Ahora hay más seguridad en plazas,
parques y espacios públicos, misma que es garantizada por más de 150 policías
municipales que han sido desplegados en siete sitios de la ciudad donde antes
no había presencia policial. Con el apoyo de la Policía Municipal, se han
intervenido túneles peatonales, puentes y el centro de la ciudad, para que las
personas puedan desplazarse de forma más segura.
La lucha contra las quemas también
se ha intensificado en el Distrito Central y, en conjunto entre el Comité de
Emergencia Municipal, el Sistema Municipal de Gestión de Riesgo (Simger), se
han atendido más de 25 incendios estructurales, de zacateras y forestales.
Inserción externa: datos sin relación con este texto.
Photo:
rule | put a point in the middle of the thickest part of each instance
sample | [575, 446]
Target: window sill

Esto se ha logrado a través de un
trabajo articulado con el Cuerpo de Bomberos, la Secretaría de Gestión de
Riesgos y Contingencias Nacionales (Copeco), Fuerzas Armadas, fundación
Amitigra, Instituto de Conservación Forestal (ICF), y otras instituciones
públicas.
El alcalde Zelaya trabaja en poner
orden en las finanzas municipales, por lo que ya logró un financiamiento de 100
millones de dólares del Banco de Desarrollo de América Latina y el Caribe (CAF)
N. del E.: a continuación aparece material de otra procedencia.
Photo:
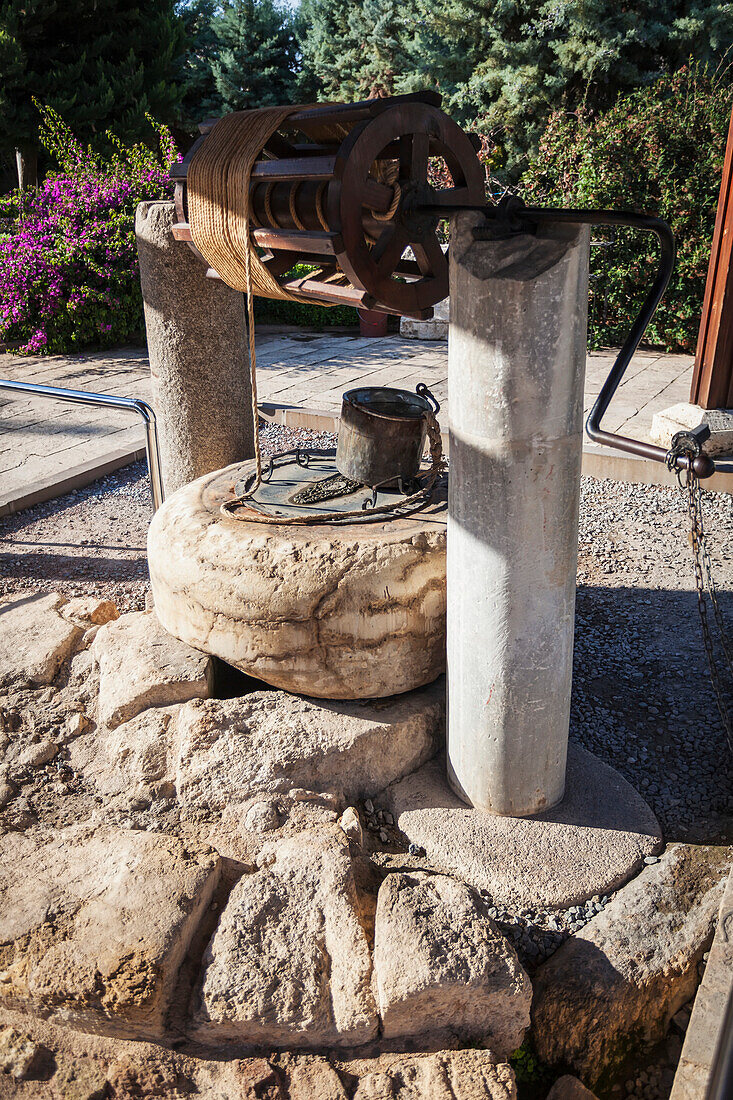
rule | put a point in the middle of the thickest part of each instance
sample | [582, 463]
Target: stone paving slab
[47, 447]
en Panamá, una gestión estratégica para el futuro de la ciudad, con fondos
orientados a agua y saneamiento, infraestructura vial, movilidad urbana y
recuperación de espacios públicos.
De igual manera, se está
optimizando el personal municipal en un 20 %, lo que generará un ahorro que
permitirá destinar 200 millones de lempiras adicionales a la inversión pública.
A estos se añade el
refinanciamiento de la deuda a corto plazo, para liberar las finanzas de la
AMDC, razón por la cual la administración continúa negociando con la banca
local e internacional, pues el orden financiero, la obtención de nuevo
financiamiento y la planificación estratégica son la base para poner a la
ciudad en movimiento.
Finalmente, más de 850 millones de
lempiras serán invertidos en acciones de prevención y mitigación de desastres,
en conjunto con la Cooperación Alemana, a través de su banco de desarrollo KFW,
con el que ejecutan 14 obras de adaptación al cambio climático en zonas como la
Miramesí y la Izaguirre, además de la construcción del Bosque Urbano en la zona
del Hato de Enmedio, al igual que en el desarrollo de actividades culturales.